E allora, dove sono finiti i dati degli utenti che hanno già consentito l’accesso? Non è dato a sapere, è questa non è una cosa bella. Questo fatto ci dà, allora, occasione di riflettere sul fatto che in realtà, come spesso accade quando installiamo una app, anche in questo caso l’autorizzazione ad accedere alla nostra rubrica l’abbiamo data noi, anche se in maniera inconsapevole.
Sarahah non è la prima app che raccoglie e immagazzina informazioni sulla rubrica dell’utente che la utilizza.
Facebook, Twitter, Instagram, Snapchat, tutte le app più famose accedono (con il nostro tacito consenso) ai dati dei nostri contatti per poterci suggerire più facilmente persone conosciute da aggiungere alle nostre liste. Quello che manca, in questo caso specifico, sono informazioni che indichino lo scopo della raccolta dati e i sistemi messi in atto per tutelare la privacy di chi decide di condividerli.
Raccogliere dati sui contatti: una pratica comune
Succede molto spesso, quando installiamo una app sul nostro smartphone, di non soffermarci a leggere a quali funzionalità la app potrà accedere, attraverso il consenso che diamo dando implicitamente con l’installazione. Così di fatto concediamo l’uso di molti nostri dati (e non solo nostri) senza esserne troppo consapevoli.
Come le app usano le autorizzazioni sulle funzionalità
Ogni smartphone gestisce le impostazioni in maniera diversa, ma per sapere quali autorizzazioni abbiamo dato alle diverse app che abbiamo installato sul nostro smartphone possiamo, in linea generale, andare su IMPOSTAZIONI, cercare la voce APP(LICAZIONI) e cliccando su ogni applicazione cercare all’interno della scheda la voce delle autorizzazioni o un ulteriore scheda apposita.
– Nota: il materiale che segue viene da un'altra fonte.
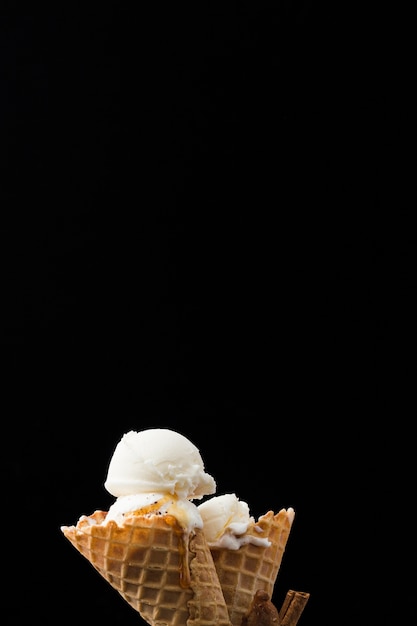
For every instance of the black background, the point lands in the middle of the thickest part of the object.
(207, 226)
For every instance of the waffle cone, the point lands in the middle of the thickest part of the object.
(168, 580)
(250, 568)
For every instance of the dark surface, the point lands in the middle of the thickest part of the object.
(206, 226)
Prendendo ad esempio l’app che la maggioranza di chi noi sicuramente utilizza, WhatsApp, possiamo scoprire che l’abbiamo autorizzata ad accedere al nostro calendario, ai contatti, alla fotocamera, alla memoria, al microfono, alla posizione, agli sms, al telefono e ad altre funzionalità marginali, come il bluetooth, la vibrazione, il controllo audio, accesso alla rete, etc.
In alcuni modelli di smartphone è possibile leggere, per ogni singola autorizzazione, cosa significa in concreto ciò che abbiamo autorizzato. Così è possibile scoprire che l’autorizzazione all’uso del microfono significa consentire a WhatsApp di “registrare audio con il microfono. Questa autorizzazione consente all’applicazione di registrare audio in qualsiasi momento senza la tua conferma”. Cioè, WhatsApp non registra audio soltanto quando registriamo una nota vocale, ma potenzialmente è come se avesse un registratore sempre accesso.
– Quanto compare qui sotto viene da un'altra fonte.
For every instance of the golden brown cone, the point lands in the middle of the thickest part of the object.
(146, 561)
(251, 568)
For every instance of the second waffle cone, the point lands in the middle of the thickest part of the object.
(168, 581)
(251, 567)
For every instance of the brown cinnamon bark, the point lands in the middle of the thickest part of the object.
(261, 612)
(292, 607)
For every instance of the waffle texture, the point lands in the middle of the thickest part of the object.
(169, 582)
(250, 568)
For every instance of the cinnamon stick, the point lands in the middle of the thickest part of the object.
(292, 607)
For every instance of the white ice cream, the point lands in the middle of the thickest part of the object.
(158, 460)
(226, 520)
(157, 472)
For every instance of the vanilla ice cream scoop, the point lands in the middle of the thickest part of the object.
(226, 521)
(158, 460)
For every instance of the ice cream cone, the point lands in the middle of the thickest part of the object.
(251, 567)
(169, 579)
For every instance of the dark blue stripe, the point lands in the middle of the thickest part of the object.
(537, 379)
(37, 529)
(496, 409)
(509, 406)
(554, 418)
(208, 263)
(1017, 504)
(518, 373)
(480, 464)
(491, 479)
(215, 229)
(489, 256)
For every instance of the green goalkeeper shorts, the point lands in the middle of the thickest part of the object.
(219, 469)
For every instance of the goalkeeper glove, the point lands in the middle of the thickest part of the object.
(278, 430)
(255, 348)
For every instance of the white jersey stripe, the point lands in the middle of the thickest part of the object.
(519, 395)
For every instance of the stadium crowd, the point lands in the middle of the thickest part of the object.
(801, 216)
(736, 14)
Certo, spesso installare una determinata app diventa quasi necessario, dovendo di fatto scendere a patti. Ma è importante farlo essendo consapevoli di cosa stiamo concedendo a livello di dati personali, per poter prendere delle adeguate contromisure (ad esempio non parlare con lo smartphone acceso nelle vicinanze).
Come gestire le autorizzazioni alle app
Uno dei consigli che gli esperti di sicurezza danno è quello di non concedere l’accesso alla propria rubrica quando a chiederlo sono app che non hanno dietro grandi organizzazioni e che potrebbero quindi avere preso meno precauzioni per tutelare il trasferimento dei dati. Come nel caso di Sarahah, dove non sono state rese pubbliche informazioni chiare né sulle modalità di trasferimento dei dati né sui livelli di sicurezza dei server che gestiscono le informazioni.
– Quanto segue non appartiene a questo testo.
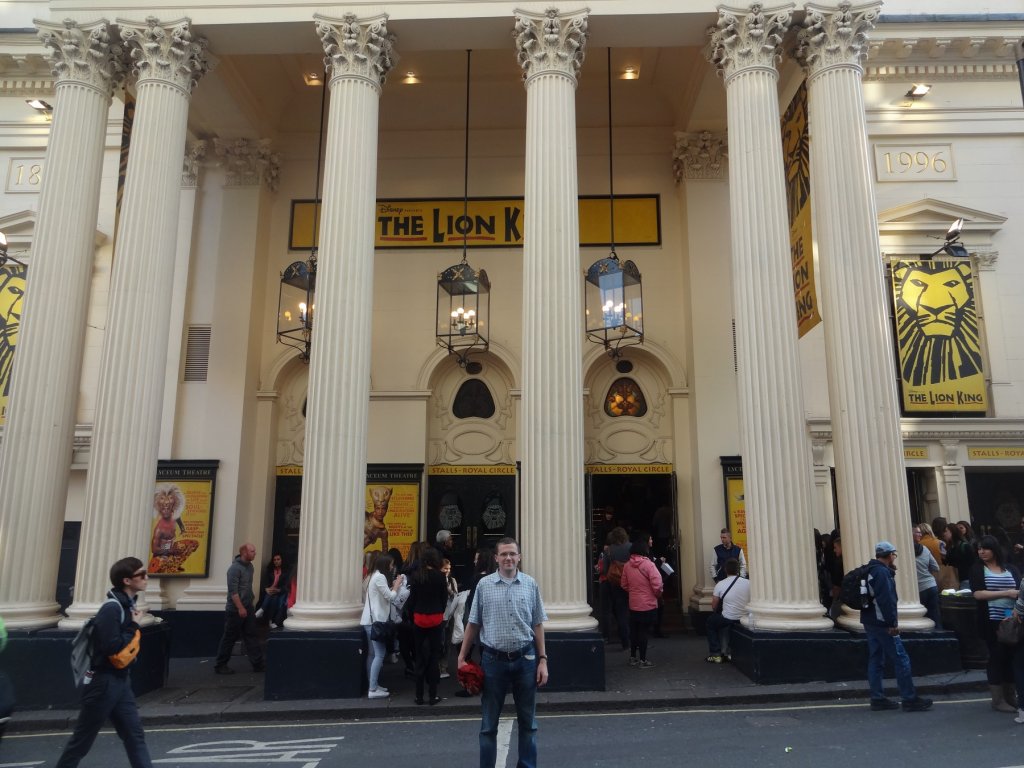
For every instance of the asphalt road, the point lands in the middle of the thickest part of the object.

Questo perché è già successo in passato che grandi database, contenenti milioni di numeri di telefono ed email, siano poi stati resi pubblici o messi in vendita su forum di hacker e di altri utenti poco raccomandabili. Abbiamo il diritto di sapere come verranno trattati i nostri dati!
Quindi due i consigli che possiamo imparare dal “caso Sarahah”: innanzitutto non installare app che non spiegano in modo chiaro come verranno utilizzati i dati a cui hanno accesso. E, se il nostro smartphone lo permette, revocare quelle autorizzazioni che ci sembrano più invadenti.